Ihre ganz große Liebe ist Bruder Christian. Er ist 13, als Nina 1982 auf die Welt kommt, und – neben Mama Friedel – ihr engster Vertrauter. „Mit ihm kann ich über alles reden und er macht jeden Spaß mit.“ Obwohl Christian mit Partnerin Debora mittlerweile in Aachen lebt, sehen sie sich in der Regel alle 14 Tage. „Manchmal nimmt er mich auch übers Wochenende mit zu sich nachhause und wir geh’n zusammen weg, in die Kneipe oder so…“ Kribblige Glücksmomente, wenn er sie in seine Arme nimmt und zur Schlafenszeit in hohem Bogen in ihr Himmelbett katapultiert! Nina ist alles andere, als ein Stubenhocker. Sie liebt es unter Menschen zu sein, verpasst keinen Dürkheimer Wurstmarkt, kein Stadtfest in der Umgebung und natürlich erst recht keinen Auftritt ihrer Lieblingsband, die „Anonyme Giddarischde“: „Natürlich kenne ich jedes Lied, singe mit und je nach Platz, der mir „meistens“ gelassen wird, tanze ich mit dem Rolli. Das einzige, was mich bei den Konzerten stört, sind die Besoffenen. Und die Aufdringlichen und die Unsensiblen. Auf einem Konzert war mal ein Gast, der mich in meinem Rolli schnappte und tanzen wollte. Der hat mich dann einfach quer durch den Raum geschoben und ich konnte mich nicht wehren.

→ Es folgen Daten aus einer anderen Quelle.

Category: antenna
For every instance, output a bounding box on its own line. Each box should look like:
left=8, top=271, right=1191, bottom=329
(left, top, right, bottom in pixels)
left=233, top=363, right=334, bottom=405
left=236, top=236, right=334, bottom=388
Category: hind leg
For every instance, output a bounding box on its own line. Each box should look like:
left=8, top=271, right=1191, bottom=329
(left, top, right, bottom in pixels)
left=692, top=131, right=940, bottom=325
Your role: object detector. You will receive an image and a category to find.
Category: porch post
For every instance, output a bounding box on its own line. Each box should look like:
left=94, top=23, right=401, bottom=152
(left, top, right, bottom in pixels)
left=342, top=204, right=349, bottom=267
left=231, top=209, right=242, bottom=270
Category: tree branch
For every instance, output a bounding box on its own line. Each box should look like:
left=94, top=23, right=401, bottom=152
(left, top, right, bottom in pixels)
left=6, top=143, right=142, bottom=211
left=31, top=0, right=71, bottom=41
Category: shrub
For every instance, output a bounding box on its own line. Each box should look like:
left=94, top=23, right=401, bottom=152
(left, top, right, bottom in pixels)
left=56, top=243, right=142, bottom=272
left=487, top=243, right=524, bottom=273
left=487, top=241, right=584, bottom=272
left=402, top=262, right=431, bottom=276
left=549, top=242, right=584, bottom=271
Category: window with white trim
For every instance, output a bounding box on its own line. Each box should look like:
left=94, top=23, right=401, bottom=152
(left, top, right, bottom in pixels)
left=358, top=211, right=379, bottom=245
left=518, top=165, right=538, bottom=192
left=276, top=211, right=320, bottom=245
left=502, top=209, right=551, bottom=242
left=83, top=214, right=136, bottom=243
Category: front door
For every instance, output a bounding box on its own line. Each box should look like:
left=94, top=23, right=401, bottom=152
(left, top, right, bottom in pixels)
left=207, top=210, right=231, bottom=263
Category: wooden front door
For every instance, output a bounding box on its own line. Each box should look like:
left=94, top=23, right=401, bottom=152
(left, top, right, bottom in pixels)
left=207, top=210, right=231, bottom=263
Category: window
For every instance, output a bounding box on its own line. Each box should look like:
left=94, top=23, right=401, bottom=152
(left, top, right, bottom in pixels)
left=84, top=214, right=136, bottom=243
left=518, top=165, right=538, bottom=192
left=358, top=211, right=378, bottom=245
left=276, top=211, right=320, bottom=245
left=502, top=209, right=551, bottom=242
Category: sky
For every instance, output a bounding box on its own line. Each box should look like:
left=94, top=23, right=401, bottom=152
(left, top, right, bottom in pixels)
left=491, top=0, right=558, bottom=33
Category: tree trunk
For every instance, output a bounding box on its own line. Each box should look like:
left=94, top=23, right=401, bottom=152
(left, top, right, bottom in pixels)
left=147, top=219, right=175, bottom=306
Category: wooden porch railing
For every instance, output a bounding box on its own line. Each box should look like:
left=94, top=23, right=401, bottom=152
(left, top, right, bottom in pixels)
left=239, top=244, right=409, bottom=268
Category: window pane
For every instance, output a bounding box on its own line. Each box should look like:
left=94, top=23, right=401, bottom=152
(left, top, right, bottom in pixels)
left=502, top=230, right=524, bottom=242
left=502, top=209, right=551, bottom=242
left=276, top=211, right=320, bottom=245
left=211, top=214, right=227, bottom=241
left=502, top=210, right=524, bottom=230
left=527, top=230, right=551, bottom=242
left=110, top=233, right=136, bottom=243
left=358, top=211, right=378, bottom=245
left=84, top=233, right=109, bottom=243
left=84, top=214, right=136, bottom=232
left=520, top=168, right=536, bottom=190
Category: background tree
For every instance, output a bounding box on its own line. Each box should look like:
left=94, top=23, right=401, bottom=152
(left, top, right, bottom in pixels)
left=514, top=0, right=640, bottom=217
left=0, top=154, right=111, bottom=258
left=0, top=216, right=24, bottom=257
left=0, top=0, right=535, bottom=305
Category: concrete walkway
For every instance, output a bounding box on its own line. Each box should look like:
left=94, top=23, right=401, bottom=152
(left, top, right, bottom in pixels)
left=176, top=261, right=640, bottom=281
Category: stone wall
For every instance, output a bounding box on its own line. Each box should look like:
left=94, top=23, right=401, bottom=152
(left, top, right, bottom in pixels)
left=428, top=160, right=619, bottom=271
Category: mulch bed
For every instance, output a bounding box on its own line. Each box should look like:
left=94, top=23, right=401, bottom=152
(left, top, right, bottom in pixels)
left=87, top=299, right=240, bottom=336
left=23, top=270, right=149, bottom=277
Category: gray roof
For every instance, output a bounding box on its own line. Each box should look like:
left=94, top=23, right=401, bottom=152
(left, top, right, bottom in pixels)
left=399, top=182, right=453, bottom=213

Zum Glück haben die Jungs von der Band das beobachtet und an meiner Reaktion gesehen, wie sehr mich das nervt. Da sind zwei von ihnen von der Bühne runtergekommen, haben mich vor der Nervensäge gerettet und mich mit nach oben genommen. Da hab‘ ich den Rest des Konzerts auf der Bühne hautnah miterlebt und einen Riesenspaß gehabt….“.

"Die machen unglaublich Stimmung!" - Nina und ihre Lieblingsband, die sie auch schon mal zum Geburtstag überrascht.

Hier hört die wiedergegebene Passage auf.